Cryptocurrency Security: How to Choose the Safest Exchange for Trading
Date: 15 September 2023
Despite the risks associated with crypto trading, many people continue to maintain a high level of interest in cryptocurrencies. High returns can be considered as one of the primary reasons for it. Cryptocurrencies have historically seen rapid price fluctuations, which can provide opportunities for significant gains.
Additionally, many people are attracted to the decentralised nature of cryptocurrencies, which are not controlled by central banks or governments. This decentralised nature provides greater freedom and privacy in financial transactions, which some people find appealing.
To have a general view, when it comes to centralised crypto exchanges, there are some great opportunities as well as risks. Below we will try to outline what the typical problems with centralised exchanges are and we will also suggest safer alternatives to decentralised exchanges.
Risks of Centralised Cryptocurrency Exchanges
Centralised cryptocurrency exchanges made trading in crypto much easier and more convenient but unfortunately, there are some considerable risks that should be taken into account by every crypto owner. Here are some of the risks associated with using centralised cryptocurrency exchanges:
Security Breaches: Centralised cryptocurrency exchanges are a prime target for hackers due to the large amount of money and data stored on their servers. In 2022, the Ronin Network was hacked and attackers managed to steal a whopping $625 million in Ethereum and the USDC stablecoin. The North-Korea backed Lazarus Group was allegedly behind this attack.
Insider Trading: Centralised cryptocurrency exchanges are often operated by a single entity, which can create conflicts of interest. Exchange operators can use their access to insider information to engage in unethical trading practices, such as front-running or pump and dump schemes.
Liquidity Risks: Cryptocurrency prices are highly volatile, and the liquidity of a cryptocurrency depends on the trading volume on the exchange. If an exchange has low trading volume, it can lead to liquidity risks, where users are unable to buy or sell their cryptocurrencies at a fair price.
Regulatory Risks: Many countries have introduced regulations on cryptocurrency trading, which can impact the operations of centralised exchanges. In 2019, the Canadian exchange QuadrigaCX filed for bankruptcy after its founder died, leaving $190 million worth of cryptocurrency inaccessible due to regulatory issues.
Counterparty Risks: When using a centralised exchange, users must trust the exchange to hold their funds securely. However, if the exchange becomes insolvent or engages in fraudulent activities, users can lose their money within minutes. In 2014, the exchange Mt. Gox filed for bankruptcy after losing 850,000 bitcoins due to fraud and mismanagement.

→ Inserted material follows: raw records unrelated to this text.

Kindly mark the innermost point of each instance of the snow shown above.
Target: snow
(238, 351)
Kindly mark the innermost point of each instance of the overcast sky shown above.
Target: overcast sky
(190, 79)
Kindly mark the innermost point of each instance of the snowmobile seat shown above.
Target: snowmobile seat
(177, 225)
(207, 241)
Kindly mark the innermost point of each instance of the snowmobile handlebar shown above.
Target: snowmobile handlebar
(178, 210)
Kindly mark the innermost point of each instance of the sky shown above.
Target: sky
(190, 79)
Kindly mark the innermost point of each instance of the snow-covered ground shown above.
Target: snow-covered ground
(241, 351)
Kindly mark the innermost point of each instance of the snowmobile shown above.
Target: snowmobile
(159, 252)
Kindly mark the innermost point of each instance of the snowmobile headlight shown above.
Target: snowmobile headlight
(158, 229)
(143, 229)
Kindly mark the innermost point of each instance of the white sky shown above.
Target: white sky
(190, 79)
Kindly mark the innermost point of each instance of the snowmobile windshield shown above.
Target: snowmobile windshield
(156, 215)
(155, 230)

How to Make Secure Transactions Through Decentralised Crypto Exchanges
As we already saw, centralised exchanges are susceptible to hacking, liquidity risks, regulatory problems etc. But there are some great ways in which you can trade in crypto and also reduce your exposure to cybersecurity risks.
Selecting the right exchange is the main step you have to consider. Before depositing any funds, ensure that the exchange is regulated by a government agency and has a good reputation in the crypto community. You can also have two-factor authentication (2FA), which adds an extra layer of security to the account. It is also essential to use a strong and unique password and enable email or SMS notifications for all account activities. Finally, one should avoid using public Wi-Fi or unsecured networks while accessing the exchange.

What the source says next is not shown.